In my own experience, ultimately, it seems that the workshop model is better for training future teachers of creative writing, because they gain more experience in critiquing manuscripts and they gain from seeing/reading their instructors’ critiques of all the manuscripts in the workshop group. These elements comprise significant additional exposure to methods and means for teaching creative writing. Which model helps writers develop to their maximum potential is up for substantial debate. The workshop model betters writers by advancing their critical skills and by offering them a greater range of critical reaction to their work. The tutorial model betters writers by having them read more widely and deeply in the literary canon; it is hard to argue against the concept that a substantial part of becoming a better writer requires reading more literature well.

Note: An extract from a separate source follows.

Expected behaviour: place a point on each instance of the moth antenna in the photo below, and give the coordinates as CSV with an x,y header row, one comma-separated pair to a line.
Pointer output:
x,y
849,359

The tutorial model, arguably, also requires more from the primary voice of instruction—the faculty mentor—and so more «expert» opinion comes into play, from what I can tell. Yet one of the reasons I developed the workshop model was because I questioned the instructor-centric world of the tutorial model. No instructor can always be «right,» and any number of instructors can not only be «wrong» but also somewhat oblivious to their «wrongness.»

Regardless, any writer serious about craft will have to read well beyond his or her MFA curriculum, and any writer serious about teaching will have to deepen his or experience by reading more in the field, extending his or her critical experience, and extending his or her classroom experience. No matter which form of distance learning a student chooses, there will be plenty left to learn even after the MFA degree is achieved. The choice of whether to enrol in the workshop model or the tutorial model might well come down to the temperament of the individual writer.

If he or she craves more community and more range of experience, then the workshop model might be the better fit. If he or she craves more privacy and individuality, more of a sense of being that single writer in a mentorship relationship with a single teacher, then the tutorial model is the better fit.

This final analysis, of course, is based on the construct that all other elements— the faculty, the location, the other curriculum involved—would be equal. Since this is hardly ever the case, the tutorial vs. workshop model is going to be just one of many indices that contribute to any MFA candidate’s decision to enroll in a program, and, correspondingly, any instructor’s decision to teach in a program as well.